Twenty-five years ago a sixteen year-old boy left his home in Los Angeles and flew to Israel. It was the beginning of a trip that would change his life, an adventure that would provide a life time of stories and experiences that impact him to this day.
I know all these things intimately and instinctively because I am or I was that boy. This blog is peppered with posts about that trip. Some are posts about things that happened during that trip and others are tales/thoughts that came because of things that happened as a result of it.
As a father I think of my parent’s faith in myself and the program I was on and am somewhat amazed by it, but very grateful. The gift they gave me is impossible to describe and I only hope that I can pass on something as valuable to my children.
I often talk about my children being a large part of why I write this blog and that hasn’t changed. So kidlings take a look at the next part and know that I am thinking about you as I write it.
It sounds silly, but sometimes people need a reason to live their life and not just dream it away or so it seems to me. I have many reasons for living not the least of which is that I find the experiences those pleasurable and those painful to be far more satisfying than dreaming. I suppose it might sound kind of funny coming from a dreamer such as myself, but it is true.
My great-great grandfather was married twice. He was born and raised in a village in Lithuania that doesn’t exist anymore. We can thank the Nazis for that. They took care to destroy all who were there or so I am told.
My great-grandfather came to America around 1900 or so. He came for the same reason that so many other immigrants did, a better life. All five of his children were born here in the U.S. and it is because of his choice that I am privileged to have been born here too.
He was one of many children, my great-grandfather. A number of his siblings were born after he left Lithuania and several chose as he did to leave to start new lives elsewhere in places like South Africa, Israel and the U.K.
My children have heard this story a few times, but I don’t think that they really appreciate how incredible some of this was. They are growing up in a world in which distance is insignificant- long distance telephone calls are made without regard for cost or hope that this time we’ll have a clear connection.
Facebook, email, webcams and the like all make it simple to stay in touch. That is their reality, but when my great grandfather left the old country it was a different world. The idea that you could reach out and touch someone didn’t exist. Letters can and were exchanged but it wasn’t always so easy to see that they were sent and received. If someone moved it could be challenging to find a forwarding address.
And so when I left for Israel in 1985 I set out to meet family members that we didn’t know very well. My great grandfather’s little brother had never been to the U.S. He spoke six languages, but English wasn’t one of them.
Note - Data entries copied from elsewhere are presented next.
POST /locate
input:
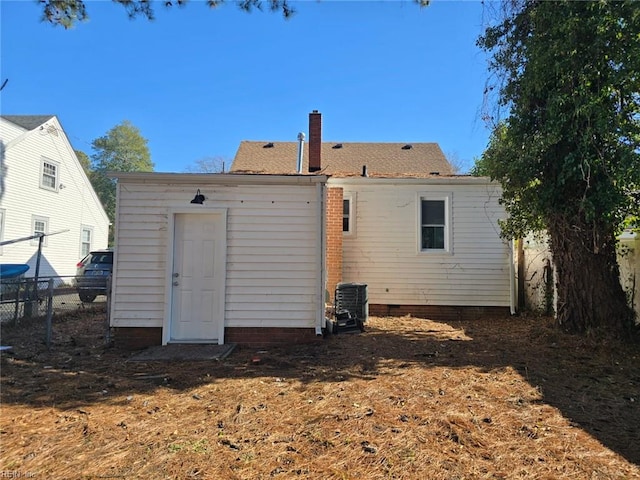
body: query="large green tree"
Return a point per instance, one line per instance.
(122, 149)
(67, 13)
(568, 151)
My aunt knew the same three words that he did.
I remember meeting them at the bus station and communicating via a mix of Hebrew, Yiddish, and gestures but we made it work. It was a big deal for the family, my going to Israel. We had lost touch with the relatives there. It had been about twenty years since there had been face-to-face contact and close to a decade since there had been any communication via letter.
It would be nice to say that upon my return to the states that communication continued and that we never lost touch, but that wouldn’t be true. We sent a few letters back and forth, but things fell apart again and we lost touch.
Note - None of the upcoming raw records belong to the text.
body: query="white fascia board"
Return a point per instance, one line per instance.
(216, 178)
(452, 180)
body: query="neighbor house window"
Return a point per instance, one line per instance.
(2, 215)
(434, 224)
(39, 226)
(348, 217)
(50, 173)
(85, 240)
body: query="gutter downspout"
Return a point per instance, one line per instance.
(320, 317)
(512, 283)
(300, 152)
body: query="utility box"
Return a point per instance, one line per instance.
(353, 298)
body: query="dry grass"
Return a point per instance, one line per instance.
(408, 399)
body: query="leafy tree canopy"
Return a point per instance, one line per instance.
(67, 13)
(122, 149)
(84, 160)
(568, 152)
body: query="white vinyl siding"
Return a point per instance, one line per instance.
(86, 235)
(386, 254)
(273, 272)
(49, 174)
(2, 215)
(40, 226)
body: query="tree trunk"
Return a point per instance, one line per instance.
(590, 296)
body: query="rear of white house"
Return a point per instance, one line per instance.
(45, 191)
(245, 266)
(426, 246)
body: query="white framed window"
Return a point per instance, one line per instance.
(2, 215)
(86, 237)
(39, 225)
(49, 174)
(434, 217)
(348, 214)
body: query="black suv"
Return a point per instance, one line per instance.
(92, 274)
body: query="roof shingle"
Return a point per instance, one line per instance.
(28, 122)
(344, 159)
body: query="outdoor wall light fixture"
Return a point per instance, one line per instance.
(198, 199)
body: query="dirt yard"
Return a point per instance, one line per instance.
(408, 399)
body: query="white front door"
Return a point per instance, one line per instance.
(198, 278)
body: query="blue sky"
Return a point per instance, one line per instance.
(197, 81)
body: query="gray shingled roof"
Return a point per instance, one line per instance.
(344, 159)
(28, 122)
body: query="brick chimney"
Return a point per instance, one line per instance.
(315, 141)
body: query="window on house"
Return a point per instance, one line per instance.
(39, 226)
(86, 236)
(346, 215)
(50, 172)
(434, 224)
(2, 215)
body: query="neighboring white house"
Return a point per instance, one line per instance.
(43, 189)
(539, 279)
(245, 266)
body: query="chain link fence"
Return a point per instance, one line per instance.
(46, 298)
Fast forward another twenty some years. My parents go to Israel and they connect with the family. This time it is different. Email addresses are exchanged and the family uses Facebook to connect. Social media to the rescue, who knew.
This past week my uncle’s youngest son and wife came to the U.S. It was their first trip to the U.S. and we had an awful lot of fun together. But something else happened while they came that sticks out, that I am processing.
They brought pictures with them- old pictures. We got a chance to see my uncle as a boy, as a soldier, father and grandfather etc. It was the whole progression of life. It was very cool and I really appreciated having the opportunity to “meet” aunts, uncles and cousins that I had never heard of.
Now it may be that my great grandfather knew about all of the siblings and their children. Remember that his father got remarried and had more kids. Remember that communication was challenging. But looking at some of these photos with my cousins I found myself asking questions that I couldn’t answer.
My great-grandpa has been gone for decades- there aren’t old letters that we can read or refer to and all of his children are gone. But that is not what bothers me. What bothers me was seeing photos of family that was murdered. Pictures of relatives slaughtered by the Nazis decades before I was born.
Hard not to look at them and wonder who they would have become or what they would have done with their lives.
But it also helps to explain why I enjoyed taking pictures with my cousin and why I smiled so broadly as my kids talked to their Israeli relatives. Because it was one more way for us to tell Hitler and his ilk to go fuck themselves. We’re here, they are gone, period end of story.
And more importantly a branch of the tree has been restored. Life is good.